Not a word about the election in the top of the news. Nauseated from both stories, I changed channels--just in time to see the devastated father at the top of another station's broadcast.

Who was served by that?


I must have repressed what happened in the voting booth because I did something I'm ashamed of.

I'm pretty sure I voted yes, as is my custom, on anything with the word school in it. Yes, also, on anything involving parkland acquisition and access improvements for the disabled.

But I think I had some kind of liberal neuron blowout when it came to the renters' income tax credit. My bleeding heart suddenly imploded, replaced by a shrunken raisin of fiscal responsibility. I voted no.

And believe me, I don't feel too good about that.

But hey, at least I voted. Which is more than you can say for the 9.5 million registered Californians who didn't. How many are renters who might have turned the tide in their favor?

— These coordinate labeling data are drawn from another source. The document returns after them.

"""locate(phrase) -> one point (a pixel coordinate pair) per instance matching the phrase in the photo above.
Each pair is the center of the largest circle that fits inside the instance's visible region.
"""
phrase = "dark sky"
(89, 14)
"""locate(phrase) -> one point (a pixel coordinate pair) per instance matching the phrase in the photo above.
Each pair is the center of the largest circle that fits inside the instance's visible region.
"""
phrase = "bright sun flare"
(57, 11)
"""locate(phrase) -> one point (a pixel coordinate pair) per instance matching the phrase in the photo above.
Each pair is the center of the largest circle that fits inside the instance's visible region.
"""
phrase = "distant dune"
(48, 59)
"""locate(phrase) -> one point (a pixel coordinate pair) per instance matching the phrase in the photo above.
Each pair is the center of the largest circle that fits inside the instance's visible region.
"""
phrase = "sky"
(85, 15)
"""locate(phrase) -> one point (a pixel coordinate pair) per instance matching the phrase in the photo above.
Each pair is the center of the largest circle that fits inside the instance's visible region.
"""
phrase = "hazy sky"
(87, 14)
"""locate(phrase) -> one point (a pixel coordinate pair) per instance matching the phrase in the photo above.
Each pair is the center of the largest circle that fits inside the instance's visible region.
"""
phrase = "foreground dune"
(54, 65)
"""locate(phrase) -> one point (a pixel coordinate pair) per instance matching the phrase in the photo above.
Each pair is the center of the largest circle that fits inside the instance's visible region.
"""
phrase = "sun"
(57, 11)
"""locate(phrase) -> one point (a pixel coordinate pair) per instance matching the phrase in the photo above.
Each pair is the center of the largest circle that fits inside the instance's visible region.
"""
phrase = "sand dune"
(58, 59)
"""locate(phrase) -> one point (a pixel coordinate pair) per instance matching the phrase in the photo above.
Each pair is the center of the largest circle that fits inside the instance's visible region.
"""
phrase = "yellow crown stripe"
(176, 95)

I can't imagine not voting--for two important reasons.

First, I passionately believe that voting is the truest and highest expression of democracy and freedom.

Second, blackmail. Twice in the last several years I have rushed to my polling place moments before closing. Both times, poll workers told me that they were waiting for me and would never have believed another word I'd written about politics if I hadn't shown up. One man threatened to send a letter to my editor exposing me if I ever missed a vote.

So you bet I vote.

Even if I don't always remember how.

* Robin Abcarian's column is published Wednesdays and Sundays.